SINGAPORE, 15 February 2023 – Mr Lam Chern Woon (蓝振文), Head of Research and Consulting at EDMUND TIE comments on the developer sales in January 2023.
New private home sales surged 130% m-o-m in January 2023 to 391 units, fuelled by the robust sales in Sceneca Residence in the OCR, which saw 157 units sold, contributing to 40% of the total month sales. The suburban project is the first major non-landed private residential launch (excluding ECs), after the Sep 2022 cooling measures.
In aggregate, the OCR accounted for 47% of sales in January, while the CCR and RCR accounted for 40% and 12%, respectively. Units launched in January multiplied by almost 10 times from December’s low base of 45 units.
Contrary to the OCR and CCR, the RCR registered a decline in sales in January; but this is most likely due to RCR seeing only 105 new units launched, on the back of a dearth of new project launches. The spike in sales for the OCR can be attributed to the fact that 270 new units were launched in this segment, compared to just 35 and 105 new units in the CCR and RCR, respectively.
Our analysis of the caveats showed that, in terms of buying demand by unit size in the primary market within the OCR, demand rose for units sized 1,000 sq ft and below in January (83% of total OCR units), compared to December (27%). The share of private homes sold in the OCR in January priced at $2 million and below doubled at 84%, compared to 42% in December, driven by demand for affordable units in the OCR due to tighter financing conditions.
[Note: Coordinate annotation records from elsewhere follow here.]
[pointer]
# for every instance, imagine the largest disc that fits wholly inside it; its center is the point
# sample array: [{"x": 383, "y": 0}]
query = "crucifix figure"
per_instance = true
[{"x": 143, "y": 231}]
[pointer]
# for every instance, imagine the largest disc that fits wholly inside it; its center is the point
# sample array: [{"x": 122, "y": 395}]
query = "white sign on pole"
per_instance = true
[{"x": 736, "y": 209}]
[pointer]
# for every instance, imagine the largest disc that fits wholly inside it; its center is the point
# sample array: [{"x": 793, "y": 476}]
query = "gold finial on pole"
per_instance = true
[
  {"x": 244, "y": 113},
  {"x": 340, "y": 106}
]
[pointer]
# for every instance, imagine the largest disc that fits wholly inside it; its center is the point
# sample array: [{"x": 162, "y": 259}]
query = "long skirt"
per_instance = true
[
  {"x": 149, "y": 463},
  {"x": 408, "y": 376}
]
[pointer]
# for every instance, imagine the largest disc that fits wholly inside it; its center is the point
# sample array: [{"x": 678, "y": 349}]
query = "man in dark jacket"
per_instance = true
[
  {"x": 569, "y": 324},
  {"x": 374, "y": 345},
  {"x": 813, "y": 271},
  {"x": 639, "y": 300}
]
Share of foreign purchases in private homes climbed to 9.2% in January, up from 8.3% in December, as the border reopens. Moving forward, we expect share of foreign purchases to inch up in 2023, on the back of China’s reopening, with demand from Mainland Chinese for private homes in Singapore expected to gradually recover in 2023. In addition, the potential return of well-heeled Mainland Chinese investors would likely drive demand for private homes, especially in the prime and city fringe areas.
In the OCR, sales were contributed by Sceneca Residence (157 units), which contributed to 85% of the segment’s sales. In the RCR, sales were contributed by projects such Riviere (13 units), The Landmark (10 units) and Liv @ MB (6 units), accounting for 60% of the segment’s sales. In the CCR, sales were contributed by projects such as Leedon Green (21 units), Klimt Cairnhill (17 units) and One Holland Village Residences (16 units) which accounted for 34% of the market segment’s sale in the month.
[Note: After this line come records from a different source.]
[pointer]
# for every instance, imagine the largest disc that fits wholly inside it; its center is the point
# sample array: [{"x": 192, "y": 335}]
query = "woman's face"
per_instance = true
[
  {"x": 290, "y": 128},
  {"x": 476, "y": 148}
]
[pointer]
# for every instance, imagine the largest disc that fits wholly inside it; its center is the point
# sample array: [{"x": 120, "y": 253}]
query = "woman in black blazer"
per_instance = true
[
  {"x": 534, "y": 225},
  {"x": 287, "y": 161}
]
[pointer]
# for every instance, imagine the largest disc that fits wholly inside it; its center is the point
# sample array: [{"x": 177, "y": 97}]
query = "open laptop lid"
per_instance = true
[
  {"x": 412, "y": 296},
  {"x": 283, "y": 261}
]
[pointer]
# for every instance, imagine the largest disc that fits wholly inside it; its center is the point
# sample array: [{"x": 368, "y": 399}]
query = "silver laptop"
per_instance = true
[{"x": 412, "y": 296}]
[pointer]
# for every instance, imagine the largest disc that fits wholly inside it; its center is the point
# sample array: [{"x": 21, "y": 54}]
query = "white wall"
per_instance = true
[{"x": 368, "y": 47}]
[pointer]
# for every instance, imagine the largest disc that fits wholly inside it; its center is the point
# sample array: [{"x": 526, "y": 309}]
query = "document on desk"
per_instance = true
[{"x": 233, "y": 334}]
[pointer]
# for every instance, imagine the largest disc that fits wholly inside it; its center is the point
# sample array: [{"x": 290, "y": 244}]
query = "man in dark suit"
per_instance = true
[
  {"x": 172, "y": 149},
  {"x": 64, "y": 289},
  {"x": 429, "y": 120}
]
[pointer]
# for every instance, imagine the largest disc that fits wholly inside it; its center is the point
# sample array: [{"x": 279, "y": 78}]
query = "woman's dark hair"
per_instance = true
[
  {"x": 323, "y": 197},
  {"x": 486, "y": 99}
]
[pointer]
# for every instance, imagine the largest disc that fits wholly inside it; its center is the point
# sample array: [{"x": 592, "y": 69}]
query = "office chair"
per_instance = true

Among the top 10 best-selling projects islandwide, six were located in the CCR, another two were located in the RCR, with the remaining two located in the OCR. In addition, price pressures were noticeably more muted among the 10 top-selling projects in January. Among the top 10 top-selling projects, only three projects (Leedon Green, Riviere and Perfect Ten) saw higher monthly median sales price in January, while six projects saw declines.
On the whole, we expect overall housing demand to moderate in 2023, on the back of rising interest rates and tighter financing conditions that increase borrowing costs. Nonetheless, the property market is supported by a tight labour market and healthy household balance sheets. With a slowdown in the sales momentum, the supply-demand dynamics are now more balanced. In addition, we expect sales momentum to gradually pick up in the coming months, especially after the Lunar New Year lull period, as developers pick up the pace of launches.
Post-Budget 2023, higher marginal Buyer’s Stamp Duty (BSD) rates will now apply for properties priced above S$1.5 million. This would egg developers to cap their property quantum at a level to move sales. In any case, most buyers and investors looking at units priced at around S$2 million or lower are unlikely to be impacted much or deterred by the new BSD rates.
Some buyers considering luxury properties may defer their purchases given the added transaction cost, but we expect them to enter the market eventually, given the relative price attractiveness of the prime segment. In addition, for buyers that are already subjected to ABSD, the increase in overall transaction cost is marginal.
We maintain our price growth projection of 1-3% for 2023, down from 2022’s 8.6%, amid projected slower economic growth for this year, as well as ongoing macroeconomic headwinds.